The first plank in our platform is BRITAIN FOR BRITISH DOGS, which
sounds very well, don't you think? Sassafras, the Aberdeen terrier
from No. 3, a solid fellow but unimaginative, wanted it to be ONCE A
U-DOG ALWAYS A U-DOG, but I ruled that that couldn't be right because
once there had been a U-dog next door to us, but now there wasn't. Of
course they all wanted to hear about it, but we war dogs are supposed
to be as modest as we are brave, so I simply said that he was _spurlos
versenkt_. But it isn't only German dogs we draw the line at. Take the
Pekinese. I've always said if we didn't combat the Yellow Peril we'd
regret it, and now the pests are everywhere. My master's woman has one
which she calls Pitti Sing. Did you ever hear of such a name for a
dog? But then it isn't a dog in the real sense of the word. Only last
Friday the little beast flew at me--all over an absurd chicken bone
which was really meant for me but had been put on to its plate by
mistake--and deliberately filled my mouth full of nasty fluffy fur.

Of course the woman had to come in at that moment and, instead of
chastising the little monster, she grabbed it up and hugged it,
saying, "Diddums nasty great dog bite um poor ickle Pitti Singums?"
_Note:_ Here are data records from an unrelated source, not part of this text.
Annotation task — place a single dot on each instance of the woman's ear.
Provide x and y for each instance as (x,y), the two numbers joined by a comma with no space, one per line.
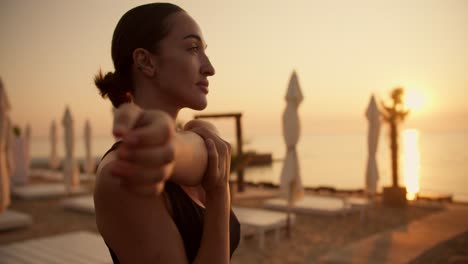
(144,62)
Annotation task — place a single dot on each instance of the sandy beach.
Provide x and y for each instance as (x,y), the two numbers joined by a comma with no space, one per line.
(312,236)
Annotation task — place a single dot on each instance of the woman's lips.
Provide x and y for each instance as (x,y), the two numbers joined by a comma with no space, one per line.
(203,85)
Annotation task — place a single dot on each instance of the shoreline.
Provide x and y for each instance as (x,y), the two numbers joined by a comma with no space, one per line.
(312,235)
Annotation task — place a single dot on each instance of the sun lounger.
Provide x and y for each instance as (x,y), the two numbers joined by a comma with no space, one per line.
(310,204)
(260,221)
(80,247)
(84,204)
(13,220)
(49,190)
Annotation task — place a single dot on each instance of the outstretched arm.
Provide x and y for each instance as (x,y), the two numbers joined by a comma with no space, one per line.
(149,141)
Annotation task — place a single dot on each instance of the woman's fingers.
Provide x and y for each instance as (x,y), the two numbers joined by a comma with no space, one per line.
(152,128)
(147,157)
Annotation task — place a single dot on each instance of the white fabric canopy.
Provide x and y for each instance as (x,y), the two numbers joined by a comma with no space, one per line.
(372,173)
(70,166)
(54,161)
(291,183)
(89,161)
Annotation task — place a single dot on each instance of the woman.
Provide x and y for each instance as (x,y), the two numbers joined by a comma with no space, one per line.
(162,196)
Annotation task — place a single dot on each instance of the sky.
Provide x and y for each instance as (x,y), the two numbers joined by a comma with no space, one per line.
(343,51)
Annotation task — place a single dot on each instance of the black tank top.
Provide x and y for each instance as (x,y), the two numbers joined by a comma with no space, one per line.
(188,216)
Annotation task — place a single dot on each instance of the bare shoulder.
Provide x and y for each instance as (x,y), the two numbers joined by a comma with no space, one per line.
(138,229)
(200,123)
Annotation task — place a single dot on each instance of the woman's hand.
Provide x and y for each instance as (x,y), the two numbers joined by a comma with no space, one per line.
(145,158)
(216,177)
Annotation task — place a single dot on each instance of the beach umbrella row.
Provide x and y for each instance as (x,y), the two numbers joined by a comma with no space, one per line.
(290,181)
(4,130)
(372,173)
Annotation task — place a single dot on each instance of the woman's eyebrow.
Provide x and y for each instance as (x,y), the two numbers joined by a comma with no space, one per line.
(195,36)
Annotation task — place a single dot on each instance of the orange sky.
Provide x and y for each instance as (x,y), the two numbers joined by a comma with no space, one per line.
(342,51)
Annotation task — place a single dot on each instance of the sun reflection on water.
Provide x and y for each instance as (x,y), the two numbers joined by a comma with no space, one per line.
(411,162)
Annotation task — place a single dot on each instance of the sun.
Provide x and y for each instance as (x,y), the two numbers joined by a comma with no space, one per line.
(414,99)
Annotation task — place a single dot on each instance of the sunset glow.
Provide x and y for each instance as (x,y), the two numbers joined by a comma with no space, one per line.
(411,162)
(414,99)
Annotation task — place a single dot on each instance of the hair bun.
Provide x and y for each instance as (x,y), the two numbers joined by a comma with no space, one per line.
(110,87)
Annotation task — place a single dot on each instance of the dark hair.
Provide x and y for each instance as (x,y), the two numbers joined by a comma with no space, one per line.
(141,27)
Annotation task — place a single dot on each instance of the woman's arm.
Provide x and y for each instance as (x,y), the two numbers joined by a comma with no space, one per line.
(149,141)
(139,228)
(191,154)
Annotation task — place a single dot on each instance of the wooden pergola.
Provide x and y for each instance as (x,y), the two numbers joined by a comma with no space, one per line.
(237,116)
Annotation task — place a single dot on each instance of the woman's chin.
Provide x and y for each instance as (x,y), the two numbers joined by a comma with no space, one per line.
(199,106)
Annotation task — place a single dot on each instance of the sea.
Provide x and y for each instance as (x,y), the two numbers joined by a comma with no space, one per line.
(430,162)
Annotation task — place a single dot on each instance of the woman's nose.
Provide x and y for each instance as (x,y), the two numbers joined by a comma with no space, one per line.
(207,68)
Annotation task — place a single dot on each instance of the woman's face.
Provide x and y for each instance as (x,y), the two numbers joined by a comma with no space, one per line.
(182,65)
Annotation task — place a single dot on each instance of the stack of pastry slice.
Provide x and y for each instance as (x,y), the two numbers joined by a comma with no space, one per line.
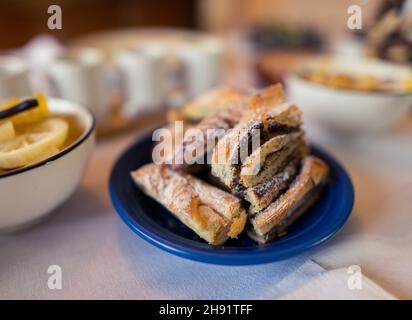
(266,179)
(273,173)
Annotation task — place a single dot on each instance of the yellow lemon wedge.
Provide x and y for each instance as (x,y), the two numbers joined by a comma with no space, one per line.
(36,142)
(36,114)
(7,131)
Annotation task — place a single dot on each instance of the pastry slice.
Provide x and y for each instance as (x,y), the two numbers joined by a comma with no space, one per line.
(213,214)
(271,157)
(276,128)
(262,194)
(305,190)
(211,128)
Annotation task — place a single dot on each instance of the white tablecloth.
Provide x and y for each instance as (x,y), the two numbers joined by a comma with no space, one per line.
(100,257)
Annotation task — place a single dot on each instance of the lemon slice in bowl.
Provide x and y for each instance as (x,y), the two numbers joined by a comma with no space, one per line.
(7,131)
(33,144)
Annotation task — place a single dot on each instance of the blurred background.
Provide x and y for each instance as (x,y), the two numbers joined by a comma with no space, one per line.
(21,20)
(138,57)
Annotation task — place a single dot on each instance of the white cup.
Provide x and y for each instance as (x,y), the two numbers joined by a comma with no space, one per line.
(82,76)
(144,76)
(202,62)
(14,80)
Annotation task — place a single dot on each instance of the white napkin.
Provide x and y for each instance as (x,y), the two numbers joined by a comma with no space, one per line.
(336,285)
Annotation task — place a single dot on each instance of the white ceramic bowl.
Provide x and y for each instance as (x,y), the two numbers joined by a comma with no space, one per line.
(29,193)
(351,111)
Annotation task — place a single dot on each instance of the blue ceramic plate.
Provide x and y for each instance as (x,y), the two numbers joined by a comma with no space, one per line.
(156,225)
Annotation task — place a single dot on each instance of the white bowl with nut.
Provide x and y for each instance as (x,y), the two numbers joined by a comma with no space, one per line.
(352,96)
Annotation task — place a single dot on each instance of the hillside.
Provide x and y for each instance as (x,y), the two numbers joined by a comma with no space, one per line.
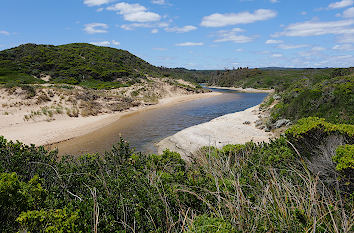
(75,63)
(327,93)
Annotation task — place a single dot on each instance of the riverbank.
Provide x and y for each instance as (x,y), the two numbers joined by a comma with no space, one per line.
(13,127)
(234,128)
(245,90)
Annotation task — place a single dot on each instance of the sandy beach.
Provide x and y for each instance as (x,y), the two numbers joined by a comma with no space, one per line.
(227,129)
(13,127)
(246,90)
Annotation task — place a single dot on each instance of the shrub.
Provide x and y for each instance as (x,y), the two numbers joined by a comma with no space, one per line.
(344,157)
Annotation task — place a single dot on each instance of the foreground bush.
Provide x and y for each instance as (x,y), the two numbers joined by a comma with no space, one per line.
(267,187)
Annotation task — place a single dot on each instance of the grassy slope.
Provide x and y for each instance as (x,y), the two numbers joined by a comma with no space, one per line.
(270,187)
(327,93)
(75,63)
(84,64)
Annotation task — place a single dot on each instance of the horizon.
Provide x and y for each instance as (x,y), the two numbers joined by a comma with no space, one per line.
(198,35)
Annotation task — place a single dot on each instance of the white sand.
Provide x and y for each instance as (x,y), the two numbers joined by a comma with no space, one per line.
(227,129)
(13,127)
(246,90)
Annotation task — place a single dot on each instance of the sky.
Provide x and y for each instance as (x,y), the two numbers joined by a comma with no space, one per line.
(195,34)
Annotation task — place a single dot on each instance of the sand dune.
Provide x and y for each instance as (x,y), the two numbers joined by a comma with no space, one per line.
(227,129)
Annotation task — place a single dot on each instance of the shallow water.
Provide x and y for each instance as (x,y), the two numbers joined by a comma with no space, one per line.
(145,128)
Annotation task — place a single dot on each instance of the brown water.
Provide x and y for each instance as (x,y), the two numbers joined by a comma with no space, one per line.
(145,128)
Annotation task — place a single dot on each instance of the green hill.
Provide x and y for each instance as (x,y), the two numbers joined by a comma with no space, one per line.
(327,93)
(73,64)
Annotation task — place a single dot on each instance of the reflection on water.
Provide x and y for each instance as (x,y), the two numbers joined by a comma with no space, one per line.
(145,128)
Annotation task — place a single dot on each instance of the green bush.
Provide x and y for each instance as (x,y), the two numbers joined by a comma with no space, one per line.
(344,157)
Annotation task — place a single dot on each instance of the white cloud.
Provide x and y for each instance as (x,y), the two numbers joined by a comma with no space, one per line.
(345,39)
(159,49)
(317,28)
(96,2)
(184,29)
(101,43)
(317,49)
(349,13)
(277,55)
(220,20)
(159,2)
(287,46)
(345,47)
(233,36)
(274,42)
(185,44)
(132,26)
(115,42)
(134,12)
(94,28)
(105,43)
(6,33)
(341,4)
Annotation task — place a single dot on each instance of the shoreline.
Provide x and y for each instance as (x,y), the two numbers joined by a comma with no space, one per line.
(244,90)
(227,129)
(45,133)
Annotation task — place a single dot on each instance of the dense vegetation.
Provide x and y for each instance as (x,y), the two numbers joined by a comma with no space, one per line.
(269,187)
(84,64)
(327,93)
(300,182)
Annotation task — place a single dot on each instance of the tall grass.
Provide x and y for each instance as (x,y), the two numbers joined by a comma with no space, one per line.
(273,199)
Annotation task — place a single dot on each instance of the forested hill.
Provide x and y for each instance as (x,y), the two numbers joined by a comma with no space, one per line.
(73,63)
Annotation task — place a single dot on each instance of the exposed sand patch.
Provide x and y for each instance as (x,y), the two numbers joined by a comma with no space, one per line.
(43,132)
(246,90)
(227,129)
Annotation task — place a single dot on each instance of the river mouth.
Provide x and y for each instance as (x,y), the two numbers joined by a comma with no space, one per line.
(143,129)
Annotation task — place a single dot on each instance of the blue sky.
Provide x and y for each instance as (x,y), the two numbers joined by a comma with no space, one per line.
(196,34)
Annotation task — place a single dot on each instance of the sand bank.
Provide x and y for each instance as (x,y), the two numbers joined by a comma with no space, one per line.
(227,129)
(13,127)
(246,90)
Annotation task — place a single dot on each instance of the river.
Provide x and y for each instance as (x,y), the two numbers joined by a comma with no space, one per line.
(143,129)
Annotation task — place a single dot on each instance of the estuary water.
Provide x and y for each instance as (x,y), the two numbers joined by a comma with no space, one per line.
(143,129)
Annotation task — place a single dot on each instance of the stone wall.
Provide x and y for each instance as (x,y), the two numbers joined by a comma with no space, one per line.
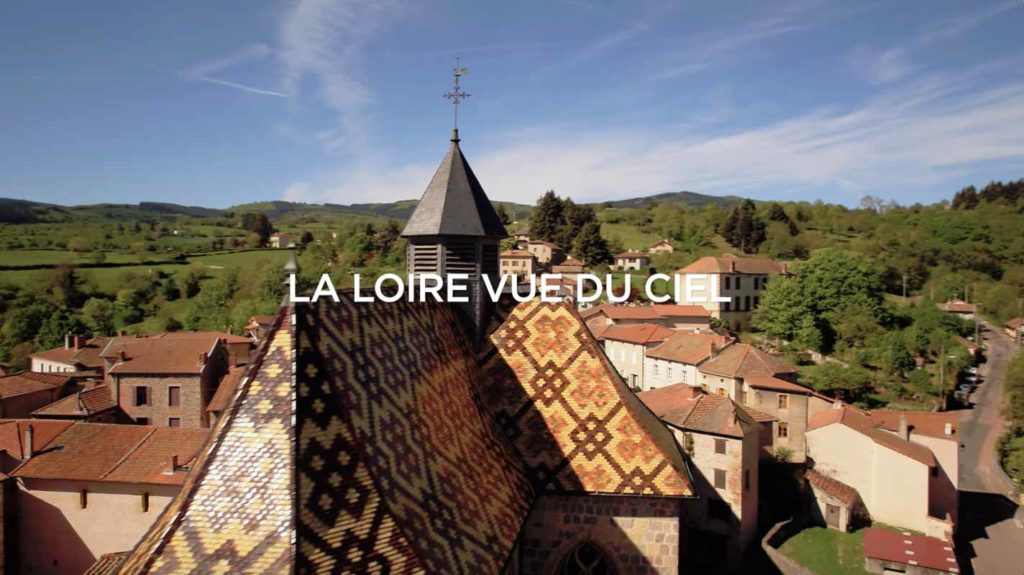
(640,535)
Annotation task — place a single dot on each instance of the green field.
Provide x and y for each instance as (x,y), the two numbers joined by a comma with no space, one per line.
(827,551)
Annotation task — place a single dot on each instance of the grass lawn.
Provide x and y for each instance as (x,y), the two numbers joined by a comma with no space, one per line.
(827,551)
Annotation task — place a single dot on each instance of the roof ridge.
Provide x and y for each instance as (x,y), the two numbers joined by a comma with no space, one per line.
(128,454)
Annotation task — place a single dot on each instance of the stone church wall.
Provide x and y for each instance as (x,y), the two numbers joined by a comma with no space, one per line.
(639,535)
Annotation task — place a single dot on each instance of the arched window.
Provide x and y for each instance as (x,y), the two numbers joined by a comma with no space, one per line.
(586,559)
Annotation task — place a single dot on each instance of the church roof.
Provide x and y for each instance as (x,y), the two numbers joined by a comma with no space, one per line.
(406,449)
(455,203)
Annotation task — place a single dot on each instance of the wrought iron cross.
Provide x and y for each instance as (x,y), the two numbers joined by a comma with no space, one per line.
(457,95)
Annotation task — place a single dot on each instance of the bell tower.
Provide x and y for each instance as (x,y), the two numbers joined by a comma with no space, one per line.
(455,229)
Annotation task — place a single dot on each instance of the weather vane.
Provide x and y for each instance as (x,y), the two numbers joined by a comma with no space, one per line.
(457,95)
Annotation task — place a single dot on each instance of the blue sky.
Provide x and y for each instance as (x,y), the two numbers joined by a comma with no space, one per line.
(216,103)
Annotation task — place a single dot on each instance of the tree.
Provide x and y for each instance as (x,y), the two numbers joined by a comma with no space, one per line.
(503,214)
(547,221)
(590,247)
(98,315)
and a lot more silly rot equally at variance with the facts. I wagged
my tail at her to show it wasn't my fault, but she just wouldn't see
reason and told master that I must have a good whipping. Of course
master and I both know that one isn't whipped for a little thing like
that, so we retired into the study, and while master pretended to
whip me I pretended to howl. I was just beginning to howl in a very
lifelike way when the woman rushed in and called master a cruel brute,
and said she didn't mean him to hurt me really.